An amazing machine, the Triumph. Polished alloy...42-horse engine...high torque and rarin’ to go...a perfect, sparkling, hand-striped finish...a tuck-nroll seat that said “Triumph” across the back for all those Sportster riders to see...

Of course, the Triumph also had a very necessary maintenance schedule, but it sure had its rewards. Norm Perchikoff Defiance, Ohio

After years of riding and fettling Triumphs, I am inclined to wonder if England’s recent “Mad Cow” disease, in fact, hasn’t been around quite a bit longer than previously suspected. Doug Boughton Sand Lake, New York

Peter, go to your local farm supply and buy a decent pair of slip-joint pliers. Don’t get the $1.49 pair-they have a tendency to slip and come apart. Keep these on your bike and you won’t have to crimp electrical connections between roadside rocks. Also, if you grind down one of the handles, you’ve got a pretty decent screwdriver. Alan HoltllUS Auburn, Nebraska

Praising a Britbike is akin to asking a hooker if she’s a virgin: It’s a non-sequitur.

You ever heard of “animism?” It works like this: Bikes complement the human biorhythm, so if you’re a perfect rider, the Trump requires only routine maintenance. If you have flatulence, the Trump blows exhausts. You got heart problems, your Trump has engine problems. Capiche?

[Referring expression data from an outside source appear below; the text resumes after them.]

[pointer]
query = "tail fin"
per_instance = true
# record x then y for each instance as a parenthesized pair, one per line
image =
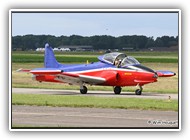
(49, 58)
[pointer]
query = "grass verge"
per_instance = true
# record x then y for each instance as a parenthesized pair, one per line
(94, 102)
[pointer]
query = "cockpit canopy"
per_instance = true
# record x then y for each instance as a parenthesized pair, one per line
(118, 58)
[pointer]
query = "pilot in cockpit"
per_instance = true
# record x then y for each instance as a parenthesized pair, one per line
(117, 63)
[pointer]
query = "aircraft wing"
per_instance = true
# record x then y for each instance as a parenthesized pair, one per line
(68, 77)
(162, 73)
(79, 78)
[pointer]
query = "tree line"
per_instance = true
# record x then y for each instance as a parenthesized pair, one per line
(98, 42)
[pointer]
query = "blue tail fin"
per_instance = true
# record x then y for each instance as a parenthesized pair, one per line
(49, 58)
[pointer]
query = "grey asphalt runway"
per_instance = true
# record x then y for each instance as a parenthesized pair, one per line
(93, 93)
(42, 116)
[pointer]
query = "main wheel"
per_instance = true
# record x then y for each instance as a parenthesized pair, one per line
(83, 90)
(138, 92)
(117, 90)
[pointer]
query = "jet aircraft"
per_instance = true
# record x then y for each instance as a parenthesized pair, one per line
(113, 69)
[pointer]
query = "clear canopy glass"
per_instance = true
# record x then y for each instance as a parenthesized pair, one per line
(120, 59)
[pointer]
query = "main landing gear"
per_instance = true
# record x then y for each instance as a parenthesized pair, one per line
(117, 90)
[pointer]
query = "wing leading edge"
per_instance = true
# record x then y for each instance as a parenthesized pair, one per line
(162, 73)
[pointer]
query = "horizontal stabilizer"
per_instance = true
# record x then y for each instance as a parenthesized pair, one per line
(165, 73)
(46, 71)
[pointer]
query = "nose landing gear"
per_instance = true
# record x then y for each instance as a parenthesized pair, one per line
(83, 89)
(139, 91)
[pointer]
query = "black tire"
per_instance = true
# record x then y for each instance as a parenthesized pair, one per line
(138, 92)
(83, 90)
(117, 90)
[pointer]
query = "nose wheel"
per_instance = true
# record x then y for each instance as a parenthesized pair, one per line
(117, 90)
(83, 89)
(139, 91)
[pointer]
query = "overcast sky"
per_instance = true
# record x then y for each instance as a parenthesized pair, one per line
(89, 24)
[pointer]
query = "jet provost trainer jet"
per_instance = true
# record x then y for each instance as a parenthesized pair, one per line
(113, 69)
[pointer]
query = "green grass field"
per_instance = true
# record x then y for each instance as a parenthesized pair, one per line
(164, 85)
(154, 60)
(151, 57)
(95, 102)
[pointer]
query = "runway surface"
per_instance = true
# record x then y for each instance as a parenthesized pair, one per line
(41, 116)
(93, 93)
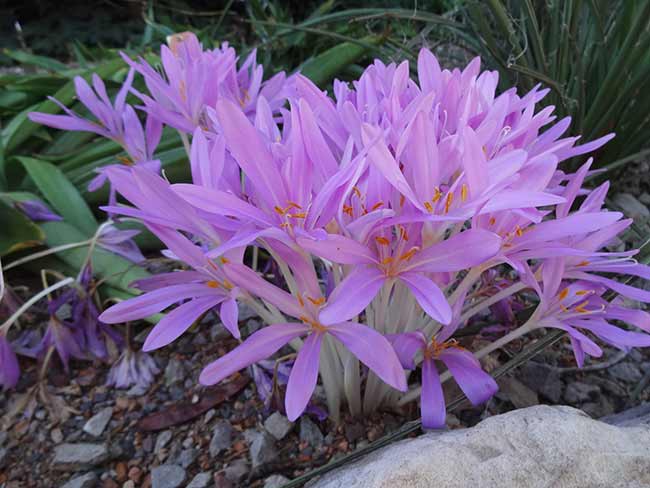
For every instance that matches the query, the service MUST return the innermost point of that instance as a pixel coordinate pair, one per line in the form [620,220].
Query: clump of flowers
[391,210]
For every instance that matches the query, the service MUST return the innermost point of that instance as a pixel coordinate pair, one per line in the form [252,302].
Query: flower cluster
[397,212]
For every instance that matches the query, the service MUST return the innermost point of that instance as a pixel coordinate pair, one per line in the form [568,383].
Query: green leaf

This is why you don’t let anyone ride your Triumph. It confuses the bike’s animism and sullies its integrity to you. It is also why you don’t heap praise upon a Triumph, anymore than you would yourself. Instead, think in terms of We, as in, “We hit that apex pretty good,” or “I think we achieved a new lean-angle record in that turn.” You’ll find the Trump rides better each time out. And don’t be afraid to apologize when you screw up a shift or a corner: “We'll do better next time.”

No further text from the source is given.